ZeroSumEval currently supports the following games:

1. Chess
2. Math Quiz
3. Gandalf (Password Guessing)
4. PyJail (Capture The Flag)

Each game is implemented as a separate module in the `zero_sum_eval/games/` directory.

## Configuration

Game configurations are defined in YAML files located in the `configs/` directory.
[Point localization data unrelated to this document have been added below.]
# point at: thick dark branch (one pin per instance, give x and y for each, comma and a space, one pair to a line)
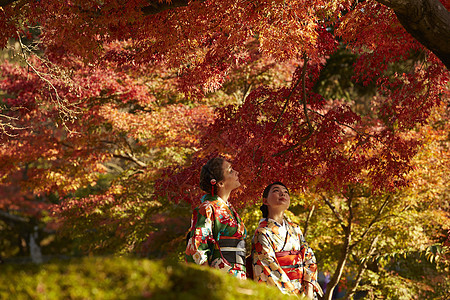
428, 21
155, 7
6, 2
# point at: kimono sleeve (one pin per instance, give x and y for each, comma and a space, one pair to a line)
199, 245
266, 267
310, 265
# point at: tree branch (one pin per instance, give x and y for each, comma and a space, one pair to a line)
374, 220
428, 21
308, 219
6, 216
335, 212
132, 158
6, 2
155, 7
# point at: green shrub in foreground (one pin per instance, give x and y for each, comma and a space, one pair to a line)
125, 278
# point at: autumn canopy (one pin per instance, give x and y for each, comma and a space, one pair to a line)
108, 107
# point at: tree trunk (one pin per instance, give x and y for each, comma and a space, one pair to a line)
361, 270
340, 267
428, 21
35, 248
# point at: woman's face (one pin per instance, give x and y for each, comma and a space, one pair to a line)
278, 198
230, 177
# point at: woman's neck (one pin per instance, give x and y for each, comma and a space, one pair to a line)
224, 195
277, 216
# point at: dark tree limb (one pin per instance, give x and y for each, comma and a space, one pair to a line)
155, 7
428, 21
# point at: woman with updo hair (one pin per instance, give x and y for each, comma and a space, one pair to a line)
217, 234
281, 257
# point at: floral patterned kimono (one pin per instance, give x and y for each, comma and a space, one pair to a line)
217, 236
271, 237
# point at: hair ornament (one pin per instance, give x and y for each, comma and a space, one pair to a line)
213, 182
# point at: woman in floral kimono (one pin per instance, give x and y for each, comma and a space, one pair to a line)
217, 234
281, 256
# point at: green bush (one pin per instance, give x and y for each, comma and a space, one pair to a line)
125, 278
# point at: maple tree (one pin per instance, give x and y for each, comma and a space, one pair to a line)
131, 85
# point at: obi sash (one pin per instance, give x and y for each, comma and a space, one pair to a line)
232, 249
292, 262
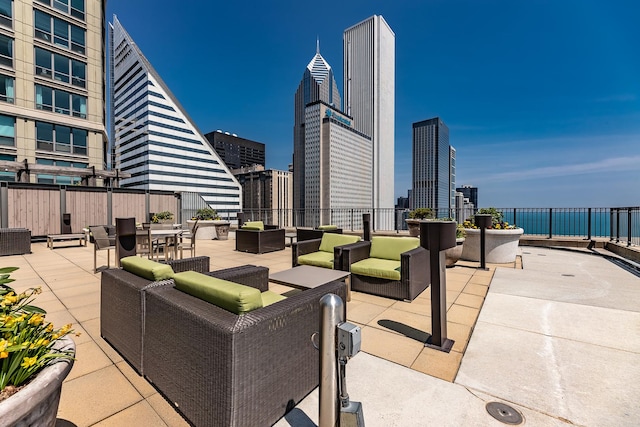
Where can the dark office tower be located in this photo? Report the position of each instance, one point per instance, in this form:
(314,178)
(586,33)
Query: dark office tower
(470,193)
(431,166)
(236,152)
(318,84)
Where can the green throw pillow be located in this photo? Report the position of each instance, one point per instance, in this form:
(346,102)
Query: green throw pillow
(385,247)
(233,297)
(331,240)
(146,268)
(253,225)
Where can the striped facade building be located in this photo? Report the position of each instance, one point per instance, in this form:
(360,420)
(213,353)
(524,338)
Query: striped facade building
(153,138)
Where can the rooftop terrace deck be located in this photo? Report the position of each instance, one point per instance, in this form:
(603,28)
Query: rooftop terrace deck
(559,339)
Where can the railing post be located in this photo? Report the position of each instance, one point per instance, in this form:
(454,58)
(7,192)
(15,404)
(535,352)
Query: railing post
(435,237)
(629,227)
(332,313)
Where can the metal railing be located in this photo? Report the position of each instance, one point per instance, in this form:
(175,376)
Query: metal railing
(617,224)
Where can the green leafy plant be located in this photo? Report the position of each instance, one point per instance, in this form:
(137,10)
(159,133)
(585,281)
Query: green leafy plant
(496,220)
(161,216)
(421,213)
(26,338)
(206,214)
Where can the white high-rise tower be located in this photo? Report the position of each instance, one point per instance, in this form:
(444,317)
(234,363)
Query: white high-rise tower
(369,97)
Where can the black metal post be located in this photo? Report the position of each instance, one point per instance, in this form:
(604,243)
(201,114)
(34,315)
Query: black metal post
(436,236)
(483,221)
(611,225)
(366,225)
(629,227)
(125,238)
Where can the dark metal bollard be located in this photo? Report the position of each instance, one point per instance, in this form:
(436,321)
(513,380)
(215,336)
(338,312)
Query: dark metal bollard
(366,225)
(436,236)
(65,224)
(125,238)
(483,221)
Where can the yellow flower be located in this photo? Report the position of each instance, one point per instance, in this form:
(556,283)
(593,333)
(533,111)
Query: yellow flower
(36,319)
(29,361)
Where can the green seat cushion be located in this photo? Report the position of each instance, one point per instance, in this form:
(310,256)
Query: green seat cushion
(146,268)
(318,259)
(328,227)
(269,297)
(253,225)
(376,267)
(391,247)
(233,297)
(331,240)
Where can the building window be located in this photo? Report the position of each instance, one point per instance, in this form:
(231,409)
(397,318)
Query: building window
(61,139)
(6,51)
(62,180)
(6,89)
(59,32)
(61,102)
(7,130)
(74,8)
(6,15)
(60,68)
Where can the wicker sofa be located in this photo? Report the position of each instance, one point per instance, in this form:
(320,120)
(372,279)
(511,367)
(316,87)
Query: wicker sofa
(323,252)
(223,369)
(412,265)
(15,241)
(303,234)
(257,241)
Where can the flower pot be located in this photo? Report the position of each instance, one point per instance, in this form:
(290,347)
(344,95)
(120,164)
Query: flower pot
(209,229)
(414,227)
(37,403)
(452,255)
(501,245)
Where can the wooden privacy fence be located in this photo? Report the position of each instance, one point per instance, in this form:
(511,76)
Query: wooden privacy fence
(39,207)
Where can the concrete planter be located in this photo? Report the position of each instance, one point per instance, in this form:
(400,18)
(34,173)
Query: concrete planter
(501,245)
(209,229)
(37,403)
(414,227)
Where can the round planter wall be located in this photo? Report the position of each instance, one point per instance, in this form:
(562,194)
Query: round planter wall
(209,229)
(501,245)
(37,403)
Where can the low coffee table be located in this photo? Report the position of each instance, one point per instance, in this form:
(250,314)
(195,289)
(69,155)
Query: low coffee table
(309,277)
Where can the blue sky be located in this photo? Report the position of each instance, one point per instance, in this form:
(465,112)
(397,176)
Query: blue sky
(542,98)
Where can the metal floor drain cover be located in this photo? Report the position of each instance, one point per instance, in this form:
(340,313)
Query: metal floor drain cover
(504,413)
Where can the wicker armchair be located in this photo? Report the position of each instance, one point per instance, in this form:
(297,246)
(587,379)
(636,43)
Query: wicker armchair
(303,234)
(122,307)
(15,241)
(260,241)
(414,273)
(221,369)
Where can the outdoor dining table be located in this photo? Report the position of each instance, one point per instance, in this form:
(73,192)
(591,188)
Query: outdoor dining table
(168,235)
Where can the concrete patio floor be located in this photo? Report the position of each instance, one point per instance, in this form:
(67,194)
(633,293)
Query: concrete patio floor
(558,339)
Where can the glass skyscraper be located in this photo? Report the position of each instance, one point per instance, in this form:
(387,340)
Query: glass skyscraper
(318,84)
(154,139)
(432,174)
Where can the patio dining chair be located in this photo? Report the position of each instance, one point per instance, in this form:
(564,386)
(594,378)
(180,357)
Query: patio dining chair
(101,243)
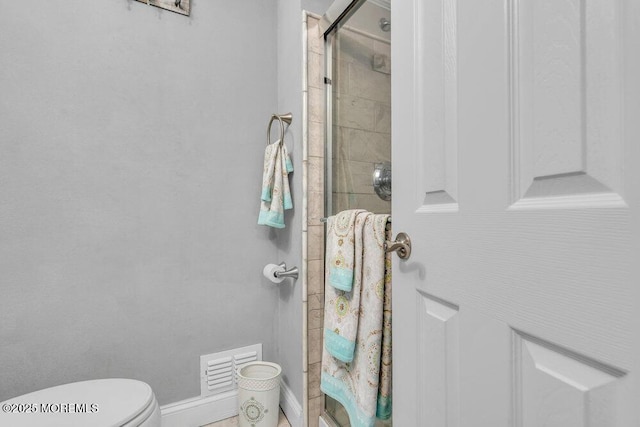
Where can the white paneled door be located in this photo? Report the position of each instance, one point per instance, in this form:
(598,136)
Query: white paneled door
(516,135)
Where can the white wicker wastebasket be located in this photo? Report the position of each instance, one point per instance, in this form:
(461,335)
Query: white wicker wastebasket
(259,394)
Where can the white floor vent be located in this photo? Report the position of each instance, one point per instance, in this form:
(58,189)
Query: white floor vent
(217,370)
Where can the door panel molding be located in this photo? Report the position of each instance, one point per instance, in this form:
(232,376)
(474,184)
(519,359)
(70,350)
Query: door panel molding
(565,103)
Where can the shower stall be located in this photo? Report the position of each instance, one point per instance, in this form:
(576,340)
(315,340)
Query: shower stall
(357,61)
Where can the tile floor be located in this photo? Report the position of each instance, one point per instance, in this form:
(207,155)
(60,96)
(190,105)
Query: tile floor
(233,422)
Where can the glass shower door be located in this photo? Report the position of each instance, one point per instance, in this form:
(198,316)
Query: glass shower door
(358,122)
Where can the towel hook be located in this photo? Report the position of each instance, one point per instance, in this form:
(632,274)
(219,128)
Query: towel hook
(282,118)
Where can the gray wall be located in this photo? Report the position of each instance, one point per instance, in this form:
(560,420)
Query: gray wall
(131,146)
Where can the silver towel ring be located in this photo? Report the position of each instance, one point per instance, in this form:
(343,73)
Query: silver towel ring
(282,119)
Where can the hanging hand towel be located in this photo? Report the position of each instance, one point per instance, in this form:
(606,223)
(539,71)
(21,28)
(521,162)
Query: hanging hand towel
(276,195)
(362,385)
(383,410)
(344,266)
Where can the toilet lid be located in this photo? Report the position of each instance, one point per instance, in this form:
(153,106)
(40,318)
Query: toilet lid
(109,402)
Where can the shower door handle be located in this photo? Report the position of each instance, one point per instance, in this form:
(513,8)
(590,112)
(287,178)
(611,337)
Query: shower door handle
(402,246)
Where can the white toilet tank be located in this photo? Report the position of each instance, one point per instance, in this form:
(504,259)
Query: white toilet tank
(113,402)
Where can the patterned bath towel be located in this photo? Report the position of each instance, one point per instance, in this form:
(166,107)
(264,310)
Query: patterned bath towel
(341,248)
(343,273)
(276,194)
(363,386)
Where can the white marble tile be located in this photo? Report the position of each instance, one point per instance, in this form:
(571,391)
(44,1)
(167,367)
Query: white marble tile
(314,36)
(316,105)
(364,82)
(382,118)
(316,139)
(315,70)
(365,146)
(354,112)
(315,277)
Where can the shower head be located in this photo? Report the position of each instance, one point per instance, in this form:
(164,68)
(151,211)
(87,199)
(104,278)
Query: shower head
(385,24)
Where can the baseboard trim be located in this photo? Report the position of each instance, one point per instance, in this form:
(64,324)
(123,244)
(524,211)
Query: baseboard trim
(290,405)
(198,411)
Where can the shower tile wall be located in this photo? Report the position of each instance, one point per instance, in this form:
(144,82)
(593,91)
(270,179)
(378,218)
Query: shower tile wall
(361,119)
(361,138)
(315,211)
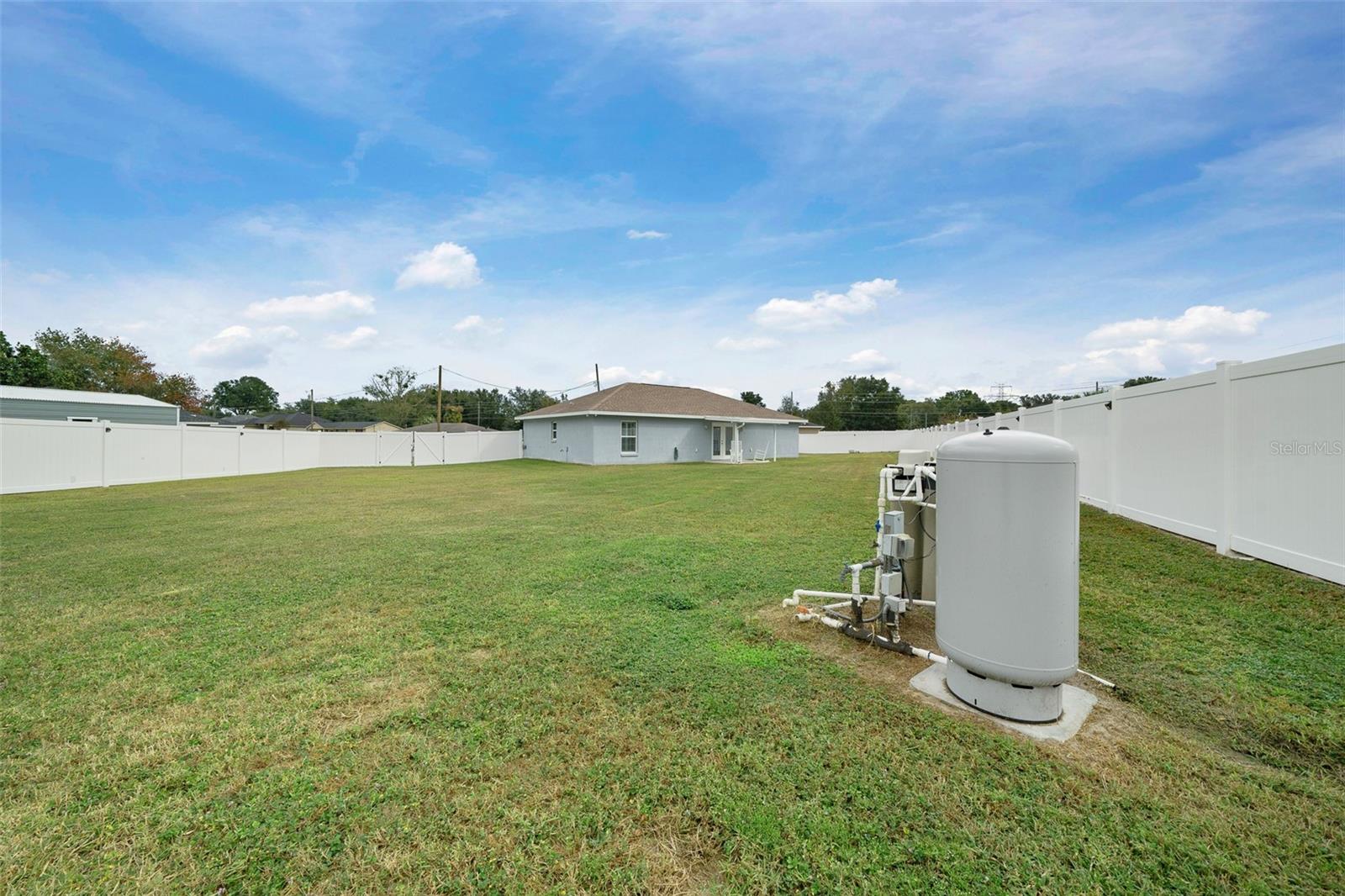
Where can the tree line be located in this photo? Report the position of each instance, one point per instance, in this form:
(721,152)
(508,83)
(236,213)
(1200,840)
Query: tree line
(82,361)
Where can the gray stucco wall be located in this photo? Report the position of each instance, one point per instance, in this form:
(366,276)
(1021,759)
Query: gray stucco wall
(29,409)
(573,440)
(658,436)
(598,440)
(777,440)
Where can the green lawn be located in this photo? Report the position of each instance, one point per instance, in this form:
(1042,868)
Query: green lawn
(537,677)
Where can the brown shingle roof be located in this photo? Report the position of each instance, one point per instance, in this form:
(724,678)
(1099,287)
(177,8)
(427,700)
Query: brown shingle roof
(647,398)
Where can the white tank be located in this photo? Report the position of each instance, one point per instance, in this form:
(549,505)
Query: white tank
(1008,567)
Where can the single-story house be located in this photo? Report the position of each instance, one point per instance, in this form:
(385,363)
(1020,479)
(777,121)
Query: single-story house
(641,423)
(73,403)
(448,427)
(361,425)
(307,421)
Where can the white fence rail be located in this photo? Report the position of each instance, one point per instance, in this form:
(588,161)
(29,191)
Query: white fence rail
(1248,458)
(44,455)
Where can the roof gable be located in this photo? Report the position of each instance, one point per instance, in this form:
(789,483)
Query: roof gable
(638,398)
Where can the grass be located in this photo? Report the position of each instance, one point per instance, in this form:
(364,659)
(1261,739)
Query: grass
(535,677)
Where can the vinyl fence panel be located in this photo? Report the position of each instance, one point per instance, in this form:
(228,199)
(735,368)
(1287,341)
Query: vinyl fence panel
(208,451)
(303,450)
(140,452)
(499,445)
(349,450)
(44,455)
(261,451)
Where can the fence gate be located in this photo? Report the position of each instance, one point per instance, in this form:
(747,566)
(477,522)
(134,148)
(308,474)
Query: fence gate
(394,448)
(430,448)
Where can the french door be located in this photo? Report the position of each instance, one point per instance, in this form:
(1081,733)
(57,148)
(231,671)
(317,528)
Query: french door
(721,441)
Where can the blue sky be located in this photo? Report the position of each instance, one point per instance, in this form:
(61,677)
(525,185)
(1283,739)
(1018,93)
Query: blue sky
(731,197)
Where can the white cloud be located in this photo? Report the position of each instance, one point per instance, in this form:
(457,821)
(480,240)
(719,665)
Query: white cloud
(320,307)
(240,346)
(825,308)
(530,208)
(1163,345)
(356,338)
(746,343)
(1195,324)
(447,266)
(947,232)
(868,360)
(614,376)
(477,323)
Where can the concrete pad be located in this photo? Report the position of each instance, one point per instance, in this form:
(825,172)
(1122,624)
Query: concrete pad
(1078,704)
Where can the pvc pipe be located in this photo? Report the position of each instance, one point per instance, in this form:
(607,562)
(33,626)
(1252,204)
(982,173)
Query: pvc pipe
(800,593)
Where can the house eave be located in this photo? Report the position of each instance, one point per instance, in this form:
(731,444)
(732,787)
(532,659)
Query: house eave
(643,414)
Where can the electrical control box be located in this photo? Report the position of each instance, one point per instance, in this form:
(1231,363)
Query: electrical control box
(889,582)
(899,546)
(894,607)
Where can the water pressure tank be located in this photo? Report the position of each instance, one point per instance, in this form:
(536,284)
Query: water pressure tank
(1008,567)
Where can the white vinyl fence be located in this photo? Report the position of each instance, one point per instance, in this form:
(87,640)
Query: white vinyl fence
(1248,456)
(42,455)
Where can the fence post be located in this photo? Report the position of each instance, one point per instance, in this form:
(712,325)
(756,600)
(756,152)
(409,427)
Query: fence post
(1228,481)
(1113,448)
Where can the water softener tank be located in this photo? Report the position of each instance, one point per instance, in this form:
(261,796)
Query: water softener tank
(1008,568)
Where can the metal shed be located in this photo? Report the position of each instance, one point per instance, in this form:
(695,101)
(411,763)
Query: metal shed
(71,403)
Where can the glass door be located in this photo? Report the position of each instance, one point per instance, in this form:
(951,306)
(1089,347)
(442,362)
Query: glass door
(721,441)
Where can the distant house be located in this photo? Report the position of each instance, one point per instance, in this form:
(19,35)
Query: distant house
(641,423)
(307,421)
(361,425)
(451,428)
(71,403)
(201,420)
(288,421)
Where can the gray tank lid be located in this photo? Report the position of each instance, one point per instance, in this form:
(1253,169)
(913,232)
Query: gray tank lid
(1008,447)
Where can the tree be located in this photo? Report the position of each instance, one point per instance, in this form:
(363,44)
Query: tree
(857,403)
(525,400)
(179,389)
(82,361)
(244,396)
(390,385)
(24,366)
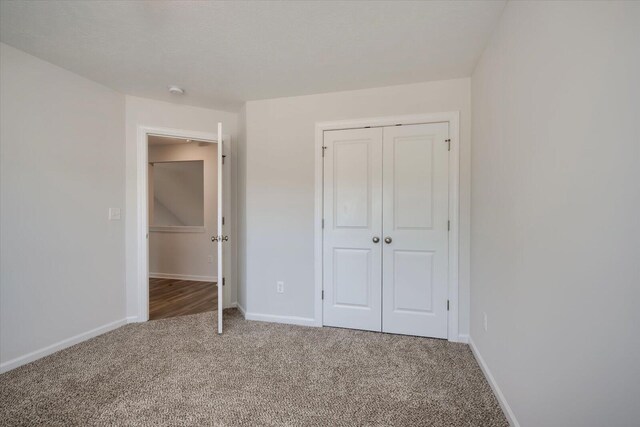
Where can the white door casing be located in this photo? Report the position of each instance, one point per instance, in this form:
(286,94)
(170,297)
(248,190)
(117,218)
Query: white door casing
(415,219)
(220,214)
(352,218)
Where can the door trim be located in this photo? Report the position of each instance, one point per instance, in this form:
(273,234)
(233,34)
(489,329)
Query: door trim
(453,118)
(142,220)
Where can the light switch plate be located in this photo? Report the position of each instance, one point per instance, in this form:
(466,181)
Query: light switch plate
(114,214)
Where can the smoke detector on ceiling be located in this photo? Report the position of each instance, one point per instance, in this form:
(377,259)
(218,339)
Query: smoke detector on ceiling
(175,90)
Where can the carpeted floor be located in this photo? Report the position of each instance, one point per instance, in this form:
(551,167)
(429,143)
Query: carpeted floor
(179,372)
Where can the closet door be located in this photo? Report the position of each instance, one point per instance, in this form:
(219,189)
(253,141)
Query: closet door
(352,228)
(415,229)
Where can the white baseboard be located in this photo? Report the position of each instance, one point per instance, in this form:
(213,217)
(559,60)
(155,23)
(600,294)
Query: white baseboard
(290,320)
(183,277)
(242,310)
(463,338)
(60,345)
(494,386)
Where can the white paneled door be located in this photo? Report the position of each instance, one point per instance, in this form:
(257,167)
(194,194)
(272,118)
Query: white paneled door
(352,223)
(385,234)
(415,223)
(221,239)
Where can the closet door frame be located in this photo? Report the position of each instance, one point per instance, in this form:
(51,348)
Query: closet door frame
(453,119)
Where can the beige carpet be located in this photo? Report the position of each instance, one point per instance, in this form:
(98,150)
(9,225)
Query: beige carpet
(179,372)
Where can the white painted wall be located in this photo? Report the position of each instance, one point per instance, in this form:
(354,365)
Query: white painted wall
(186,254)
(62,166)
(555,255)
(241,219)
(278,219)
(149,113)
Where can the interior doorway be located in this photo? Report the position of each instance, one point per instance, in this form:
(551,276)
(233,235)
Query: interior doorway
(182,215)
(184,222)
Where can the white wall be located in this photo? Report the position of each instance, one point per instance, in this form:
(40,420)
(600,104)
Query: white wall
(149,113)
(241,219)
(62,167)
(555,255)
(186,254)
(279,172)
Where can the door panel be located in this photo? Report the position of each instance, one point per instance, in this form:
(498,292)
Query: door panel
(416,214)
(352,217)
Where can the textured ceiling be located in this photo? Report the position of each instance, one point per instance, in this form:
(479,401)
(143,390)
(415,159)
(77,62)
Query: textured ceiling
(224,53)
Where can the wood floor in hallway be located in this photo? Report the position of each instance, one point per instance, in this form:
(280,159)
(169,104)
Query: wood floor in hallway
(171,297)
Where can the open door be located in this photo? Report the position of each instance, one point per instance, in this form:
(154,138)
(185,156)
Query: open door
(221,237)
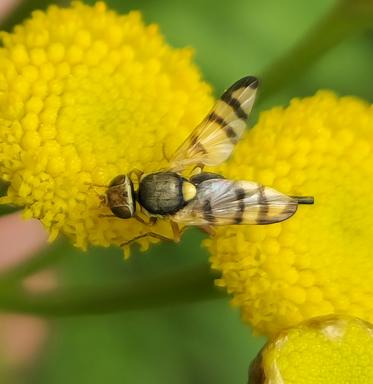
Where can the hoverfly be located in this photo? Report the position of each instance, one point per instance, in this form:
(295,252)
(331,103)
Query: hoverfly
(205,199)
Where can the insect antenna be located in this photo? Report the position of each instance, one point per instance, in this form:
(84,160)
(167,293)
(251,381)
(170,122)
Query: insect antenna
(304,199)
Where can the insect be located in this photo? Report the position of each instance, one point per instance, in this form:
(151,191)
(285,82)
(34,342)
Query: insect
(205,199)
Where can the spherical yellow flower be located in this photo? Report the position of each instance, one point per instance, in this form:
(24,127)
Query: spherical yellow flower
(321,351)
(320,261)
(86,95)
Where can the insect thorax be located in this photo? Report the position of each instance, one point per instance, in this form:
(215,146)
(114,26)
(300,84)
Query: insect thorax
(164,193)
(120,197)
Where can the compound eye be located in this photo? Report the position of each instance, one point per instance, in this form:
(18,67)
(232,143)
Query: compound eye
(123,212)
(118,180)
These files specify:

- Logging settings
- Game parameters
- Player configurations
- LLM settings

<details>
<summary>Example Configuration (chess.yaml):</summary>

```yaml
logging:
  output_dir: ../output/chess_game
manager:
  args:
    max_rounds: 200
    win_conditions: 
      - Checkmate
    draw_conditions:
      - Stalemate
      - ThreefoldRepetition
      - FiftyMoveRule
      - InsufficientMaterial
game:
  name: chess
  players:
    - name: chess_player
      args:
        id: gpt4 white
        roles: 
          - White
        optimize: false
        dataset: chess_dataset
        dataset_args:
          filename: ./data/chess/stockfish_examples.jsonl
          role: White
        optimizer: MIPROv2
        optimizer_args:
          num_candidates: 5
          minibatch_size: 20
          minibatch_full_eval_steps: 10
        compilation_args:
          max_bootstrapped_demos: 1
          max_labeled_demos: 1
        metric: chess_move_validation_metric
        lm:
          type: AzureOpenAI
          args:
            api_base: https://allam-swn-gpt-01.openai.azure.com/
            api_version: 2023-07-01-preview
            deployment_id: gpt-4o-900ptu
            max_tokens: 800
            temperature: 0.8
            top_p: 0.95
            frequency_penalty: 0
            presence_penalty: 0
        max_tries: 5
    - name: chess_player
      args:
        id: gpt4 black
        roles: 
          - Black
        optimize: false
        dataset: chess_dataset
        dataset_args:
          filename: ./data/chess/stockfish_examples.jsonl
          role: Black
        optimizer: MIPROv2
        optimizer_args:
          num_candidates: 5
          minibatch_size: 20
          minibatch_full_eval_steps: 10
        compilation_args:
          max_bootstrapped_demos: 1
          max_labeled_demos: 1
        metric: chess_move_validation_metric
        lm:
          type: AzureOpenAI
          args:
            api_base: https://allam-swn-gpt-01.openai.azure.com/
            api_version: 2023-07-01-preview
            deployment_id: gpt-4o-900ptu
            max_tokens: 800
            temperature: 0.8
            top_p: 0.95
            frequency_penalty: 0
            presence_penalty: 0
        max_tries: 5
```

</details>


## Contributing

Contributions to ZeroSumEval are welcome! Please open a pull request

## License

This project is licensed under the Apache License 2.0. See the LICENSE file for details.